A way to make asthma drugs last longer
For many, inhalers are a sort of miracle drug. From gasping for air one minute, to breathing normally the next, patients can experience significant relief after one or two puffs. What few people realize is that these life-saving medicines can actually stop working in the long term, especially in people who use them often and in high doses.
Researchers around the world have been looking for ways to improve the drugs delivered by inhalers to make them more potent and longer acting, with little success to date. A new study from the lab of pulmonary scientist, Deepak Deshpande, PhD, identified a new compound that can be added to an existing drug that could bridge the gap.

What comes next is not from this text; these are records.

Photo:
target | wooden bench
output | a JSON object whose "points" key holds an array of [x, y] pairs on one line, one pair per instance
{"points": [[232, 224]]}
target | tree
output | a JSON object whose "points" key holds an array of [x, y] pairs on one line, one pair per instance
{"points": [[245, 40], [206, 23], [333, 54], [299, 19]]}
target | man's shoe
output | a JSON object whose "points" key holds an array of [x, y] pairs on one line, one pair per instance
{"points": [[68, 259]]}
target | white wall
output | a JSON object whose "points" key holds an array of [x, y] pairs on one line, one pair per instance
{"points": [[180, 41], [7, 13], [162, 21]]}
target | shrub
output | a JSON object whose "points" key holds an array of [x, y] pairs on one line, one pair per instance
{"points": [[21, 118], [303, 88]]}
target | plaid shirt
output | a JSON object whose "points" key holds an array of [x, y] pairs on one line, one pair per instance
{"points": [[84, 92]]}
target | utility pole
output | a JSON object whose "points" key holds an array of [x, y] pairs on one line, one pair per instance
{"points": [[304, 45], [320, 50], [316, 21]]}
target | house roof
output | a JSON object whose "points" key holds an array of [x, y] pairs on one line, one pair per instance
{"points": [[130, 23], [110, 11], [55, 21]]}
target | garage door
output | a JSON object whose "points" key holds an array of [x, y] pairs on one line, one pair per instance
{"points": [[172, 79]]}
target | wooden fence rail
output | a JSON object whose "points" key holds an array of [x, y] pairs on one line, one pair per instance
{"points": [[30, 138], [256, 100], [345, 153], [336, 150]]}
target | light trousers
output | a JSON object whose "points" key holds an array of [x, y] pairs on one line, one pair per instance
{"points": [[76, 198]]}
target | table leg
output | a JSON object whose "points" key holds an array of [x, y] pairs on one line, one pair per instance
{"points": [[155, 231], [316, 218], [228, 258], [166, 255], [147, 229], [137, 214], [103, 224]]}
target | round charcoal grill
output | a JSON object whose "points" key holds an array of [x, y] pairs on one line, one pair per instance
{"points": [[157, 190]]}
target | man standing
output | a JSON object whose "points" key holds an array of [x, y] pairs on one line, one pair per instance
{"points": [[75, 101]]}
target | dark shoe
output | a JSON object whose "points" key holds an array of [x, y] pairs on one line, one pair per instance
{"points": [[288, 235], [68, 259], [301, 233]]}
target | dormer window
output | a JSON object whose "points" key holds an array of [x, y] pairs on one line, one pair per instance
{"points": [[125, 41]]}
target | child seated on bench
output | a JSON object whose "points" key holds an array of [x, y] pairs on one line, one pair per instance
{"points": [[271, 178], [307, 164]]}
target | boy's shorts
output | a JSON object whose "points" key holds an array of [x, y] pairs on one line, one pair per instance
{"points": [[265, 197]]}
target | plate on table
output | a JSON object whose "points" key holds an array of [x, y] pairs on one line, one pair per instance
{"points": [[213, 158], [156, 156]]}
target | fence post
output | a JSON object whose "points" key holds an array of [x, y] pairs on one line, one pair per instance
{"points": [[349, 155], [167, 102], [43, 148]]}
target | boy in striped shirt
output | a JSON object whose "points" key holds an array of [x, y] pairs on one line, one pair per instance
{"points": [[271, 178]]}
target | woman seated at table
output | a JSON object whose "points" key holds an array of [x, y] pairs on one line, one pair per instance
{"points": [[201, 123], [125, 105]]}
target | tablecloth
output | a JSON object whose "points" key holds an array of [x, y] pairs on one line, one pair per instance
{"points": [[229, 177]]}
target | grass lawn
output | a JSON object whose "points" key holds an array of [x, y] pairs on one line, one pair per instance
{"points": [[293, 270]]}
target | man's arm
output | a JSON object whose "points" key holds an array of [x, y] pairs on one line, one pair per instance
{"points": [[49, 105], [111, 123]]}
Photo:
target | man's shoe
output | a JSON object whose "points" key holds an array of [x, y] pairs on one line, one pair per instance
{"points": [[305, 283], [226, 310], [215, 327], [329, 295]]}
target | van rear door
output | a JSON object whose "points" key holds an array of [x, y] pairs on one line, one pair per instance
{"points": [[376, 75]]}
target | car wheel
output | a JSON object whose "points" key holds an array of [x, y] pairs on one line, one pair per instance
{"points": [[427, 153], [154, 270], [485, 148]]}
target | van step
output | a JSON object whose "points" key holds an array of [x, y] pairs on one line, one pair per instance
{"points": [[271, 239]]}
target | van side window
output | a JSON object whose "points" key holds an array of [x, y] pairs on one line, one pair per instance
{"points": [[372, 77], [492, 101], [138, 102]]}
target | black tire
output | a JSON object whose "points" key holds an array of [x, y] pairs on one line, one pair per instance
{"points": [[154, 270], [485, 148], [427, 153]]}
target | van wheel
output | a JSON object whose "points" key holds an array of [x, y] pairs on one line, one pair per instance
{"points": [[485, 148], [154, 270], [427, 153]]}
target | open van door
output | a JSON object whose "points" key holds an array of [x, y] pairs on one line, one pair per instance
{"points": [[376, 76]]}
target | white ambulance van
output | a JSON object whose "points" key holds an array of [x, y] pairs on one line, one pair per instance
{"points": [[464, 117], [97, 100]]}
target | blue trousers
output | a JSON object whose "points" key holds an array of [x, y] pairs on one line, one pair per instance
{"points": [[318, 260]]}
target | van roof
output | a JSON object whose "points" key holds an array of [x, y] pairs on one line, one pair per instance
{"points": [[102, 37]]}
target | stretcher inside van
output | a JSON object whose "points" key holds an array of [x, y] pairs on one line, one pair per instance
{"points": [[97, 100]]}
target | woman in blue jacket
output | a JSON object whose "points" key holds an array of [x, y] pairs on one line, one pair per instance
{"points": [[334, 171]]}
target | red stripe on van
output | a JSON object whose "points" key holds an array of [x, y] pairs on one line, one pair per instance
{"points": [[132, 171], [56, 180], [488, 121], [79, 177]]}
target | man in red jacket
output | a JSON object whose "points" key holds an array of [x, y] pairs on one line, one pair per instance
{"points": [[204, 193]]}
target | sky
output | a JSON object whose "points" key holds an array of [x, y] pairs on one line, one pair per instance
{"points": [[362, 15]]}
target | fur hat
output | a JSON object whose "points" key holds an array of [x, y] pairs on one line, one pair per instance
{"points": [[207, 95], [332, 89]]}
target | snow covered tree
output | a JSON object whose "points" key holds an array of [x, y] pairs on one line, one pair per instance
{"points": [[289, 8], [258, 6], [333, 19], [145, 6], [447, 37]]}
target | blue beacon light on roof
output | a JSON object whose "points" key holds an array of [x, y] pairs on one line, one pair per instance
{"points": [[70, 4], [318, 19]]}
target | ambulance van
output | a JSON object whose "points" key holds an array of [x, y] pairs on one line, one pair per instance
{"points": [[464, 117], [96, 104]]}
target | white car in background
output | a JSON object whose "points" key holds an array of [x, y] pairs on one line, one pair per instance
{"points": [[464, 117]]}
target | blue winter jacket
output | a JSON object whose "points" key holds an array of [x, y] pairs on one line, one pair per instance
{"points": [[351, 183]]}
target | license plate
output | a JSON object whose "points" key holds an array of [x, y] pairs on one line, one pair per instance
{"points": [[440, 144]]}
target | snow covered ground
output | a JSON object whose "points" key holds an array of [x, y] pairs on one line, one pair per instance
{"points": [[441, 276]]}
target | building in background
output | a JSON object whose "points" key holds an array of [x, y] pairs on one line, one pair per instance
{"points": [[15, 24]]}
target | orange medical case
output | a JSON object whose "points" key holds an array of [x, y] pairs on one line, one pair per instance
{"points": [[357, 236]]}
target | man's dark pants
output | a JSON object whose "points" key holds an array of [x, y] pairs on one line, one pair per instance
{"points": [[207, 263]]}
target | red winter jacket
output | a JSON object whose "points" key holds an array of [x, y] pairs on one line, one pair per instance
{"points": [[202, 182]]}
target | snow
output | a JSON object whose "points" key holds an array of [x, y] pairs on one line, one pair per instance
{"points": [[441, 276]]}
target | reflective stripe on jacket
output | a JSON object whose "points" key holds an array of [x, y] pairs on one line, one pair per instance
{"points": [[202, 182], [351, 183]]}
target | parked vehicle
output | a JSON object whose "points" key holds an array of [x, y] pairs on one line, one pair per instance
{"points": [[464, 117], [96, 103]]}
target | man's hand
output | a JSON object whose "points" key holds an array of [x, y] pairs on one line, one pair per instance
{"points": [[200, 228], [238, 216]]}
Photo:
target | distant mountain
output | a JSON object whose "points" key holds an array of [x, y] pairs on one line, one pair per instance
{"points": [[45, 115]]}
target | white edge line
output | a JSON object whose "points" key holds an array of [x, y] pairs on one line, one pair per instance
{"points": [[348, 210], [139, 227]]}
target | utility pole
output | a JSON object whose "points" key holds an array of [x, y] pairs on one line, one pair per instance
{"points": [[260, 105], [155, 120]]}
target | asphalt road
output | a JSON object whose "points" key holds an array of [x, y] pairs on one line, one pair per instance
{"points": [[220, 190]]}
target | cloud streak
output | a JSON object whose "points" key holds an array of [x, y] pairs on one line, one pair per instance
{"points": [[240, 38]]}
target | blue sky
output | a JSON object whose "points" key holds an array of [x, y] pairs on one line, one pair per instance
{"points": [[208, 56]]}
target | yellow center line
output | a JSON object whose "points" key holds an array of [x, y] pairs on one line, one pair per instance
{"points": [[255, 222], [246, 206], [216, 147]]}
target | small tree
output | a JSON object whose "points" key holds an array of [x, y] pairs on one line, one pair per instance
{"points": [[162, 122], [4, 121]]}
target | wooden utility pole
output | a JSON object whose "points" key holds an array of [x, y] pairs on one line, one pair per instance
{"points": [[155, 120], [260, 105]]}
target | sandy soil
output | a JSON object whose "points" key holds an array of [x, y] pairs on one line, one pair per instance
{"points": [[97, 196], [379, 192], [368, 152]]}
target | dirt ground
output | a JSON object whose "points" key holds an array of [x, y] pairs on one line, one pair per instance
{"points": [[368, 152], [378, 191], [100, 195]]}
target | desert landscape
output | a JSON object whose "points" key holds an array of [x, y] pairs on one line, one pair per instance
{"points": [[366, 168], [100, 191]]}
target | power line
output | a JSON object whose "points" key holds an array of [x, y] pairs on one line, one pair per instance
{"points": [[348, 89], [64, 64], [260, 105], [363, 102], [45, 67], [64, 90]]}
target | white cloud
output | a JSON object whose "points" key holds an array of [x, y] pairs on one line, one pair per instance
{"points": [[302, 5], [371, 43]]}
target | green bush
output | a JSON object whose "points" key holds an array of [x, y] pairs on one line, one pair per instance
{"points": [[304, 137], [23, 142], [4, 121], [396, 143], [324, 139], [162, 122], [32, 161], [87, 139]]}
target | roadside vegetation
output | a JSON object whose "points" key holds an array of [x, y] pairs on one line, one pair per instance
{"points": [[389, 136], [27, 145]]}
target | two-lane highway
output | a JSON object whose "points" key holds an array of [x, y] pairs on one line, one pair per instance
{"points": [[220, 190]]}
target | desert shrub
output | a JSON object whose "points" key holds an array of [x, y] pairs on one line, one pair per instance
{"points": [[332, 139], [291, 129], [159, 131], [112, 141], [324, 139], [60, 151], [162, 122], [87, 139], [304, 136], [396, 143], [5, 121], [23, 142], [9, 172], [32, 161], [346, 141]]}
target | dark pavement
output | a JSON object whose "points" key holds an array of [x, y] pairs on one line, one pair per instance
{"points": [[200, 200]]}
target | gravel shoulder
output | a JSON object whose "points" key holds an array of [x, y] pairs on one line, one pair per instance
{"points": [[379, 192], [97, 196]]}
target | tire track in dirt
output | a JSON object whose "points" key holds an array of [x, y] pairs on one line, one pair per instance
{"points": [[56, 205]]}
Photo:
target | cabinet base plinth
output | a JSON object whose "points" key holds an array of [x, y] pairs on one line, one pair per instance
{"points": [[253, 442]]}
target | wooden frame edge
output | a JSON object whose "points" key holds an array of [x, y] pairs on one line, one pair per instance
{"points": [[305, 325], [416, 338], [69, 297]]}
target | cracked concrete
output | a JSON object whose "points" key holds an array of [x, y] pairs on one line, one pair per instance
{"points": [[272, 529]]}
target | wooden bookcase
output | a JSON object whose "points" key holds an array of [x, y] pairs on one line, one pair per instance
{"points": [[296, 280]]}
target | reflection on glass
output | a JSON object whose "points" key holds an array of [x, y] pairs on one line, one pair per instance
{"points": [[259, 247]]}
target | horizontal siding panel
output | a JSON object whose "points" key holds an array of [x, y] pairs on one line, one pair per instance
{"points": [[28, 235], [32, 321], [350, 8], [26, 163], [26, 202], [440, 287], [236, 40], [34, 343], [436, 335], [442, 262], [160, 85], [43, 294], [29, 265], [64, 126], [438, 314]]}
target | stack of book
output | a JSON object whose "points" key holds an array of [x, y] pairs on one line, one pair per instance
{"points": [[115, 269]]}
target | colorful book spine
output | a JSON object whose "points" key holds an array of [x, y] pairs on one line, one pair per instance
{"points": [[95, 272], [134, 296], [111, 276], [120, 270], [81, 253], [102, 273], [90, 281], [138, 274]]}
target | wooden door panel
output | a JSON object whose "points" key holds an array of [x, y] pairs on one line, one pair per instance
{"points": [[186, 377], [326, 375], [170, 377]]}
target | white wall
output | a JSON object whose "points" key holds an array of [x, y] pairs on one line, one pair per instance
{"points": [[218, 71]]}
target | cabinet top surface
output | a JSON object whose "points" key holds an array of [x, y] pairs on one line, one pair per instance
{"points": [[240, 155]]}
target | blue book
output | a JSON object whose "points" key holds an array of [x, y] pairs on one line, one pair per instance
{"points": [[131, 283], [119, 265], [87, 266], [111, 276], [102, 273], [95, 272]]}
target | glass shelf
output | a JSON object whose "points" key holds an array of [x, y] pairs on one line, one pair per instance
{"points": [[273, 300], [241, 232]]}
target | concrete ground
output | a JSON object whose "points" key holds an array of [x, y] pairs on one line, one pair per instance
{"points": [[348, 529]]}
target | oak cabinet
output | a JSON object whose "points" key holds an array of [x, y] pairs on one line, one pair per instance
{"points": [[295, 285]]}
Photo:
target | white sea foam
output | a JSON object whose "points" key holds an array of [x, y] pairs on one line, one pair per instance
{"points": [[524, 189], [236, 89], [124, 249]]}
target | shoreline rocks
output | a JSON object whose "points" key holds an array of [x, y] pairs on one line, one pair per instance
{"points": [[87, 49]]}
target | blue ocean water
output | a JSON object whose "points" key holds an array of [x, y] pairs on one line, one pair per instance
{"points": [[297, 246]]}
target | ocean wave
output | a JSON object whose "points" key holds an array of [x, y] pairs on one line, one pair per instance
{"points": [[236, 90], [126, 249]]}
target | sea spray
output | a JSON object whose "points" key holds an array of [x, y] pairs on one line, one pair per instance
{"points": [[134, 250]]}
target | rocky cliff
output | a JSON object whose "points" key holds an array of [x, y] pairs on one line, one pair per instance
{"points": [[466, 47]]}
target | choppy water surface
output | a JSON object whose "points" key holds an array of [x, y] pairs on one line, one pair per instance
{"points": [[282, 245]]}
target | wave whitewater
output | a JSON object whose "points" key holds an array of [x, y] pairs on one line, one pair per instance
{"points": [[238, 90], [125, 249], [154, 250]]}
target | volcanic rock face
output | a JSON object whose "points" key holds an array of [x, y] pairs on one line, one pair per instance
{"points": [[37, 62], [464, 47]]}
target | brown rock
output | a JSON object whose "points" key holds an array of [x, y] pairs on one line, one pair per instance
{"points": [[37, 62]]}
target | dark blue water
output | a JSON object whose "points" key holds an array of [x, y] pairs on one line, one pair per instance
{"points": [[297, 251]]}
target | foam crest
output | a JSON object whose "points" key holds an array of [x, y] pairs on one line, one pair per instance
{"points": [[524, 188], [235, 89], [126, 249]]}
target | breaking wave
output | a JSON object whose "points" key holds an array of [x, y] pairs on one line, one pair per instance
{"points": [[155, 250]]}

“This specific type of drug discovery approach has been aggressively pursued for years by both academia and industry; nothing discovered to date shows the properties that Dr. Deshpande’s compound exhibits,” says Raymond Penn, PhD, director of Jefferson’s Center for Translational Medicine and co-author on the study.
The researchers discovered a molecule that can increase the potency of one of the main ingredients in asthma inhalers (beta agonist), whose purpose is to relax airway smooth muscle and open up contracted airways. “When we make a drug more potent, we need less of it to control symptoms,” explains lead author on the study Dr. Deshpande. “Less drug also means that a person is less likely to accumulate the side effects that make the drug stop working. We’re very excited by these results and how they might improve asthma medication.” The study was published in the journal PNAS.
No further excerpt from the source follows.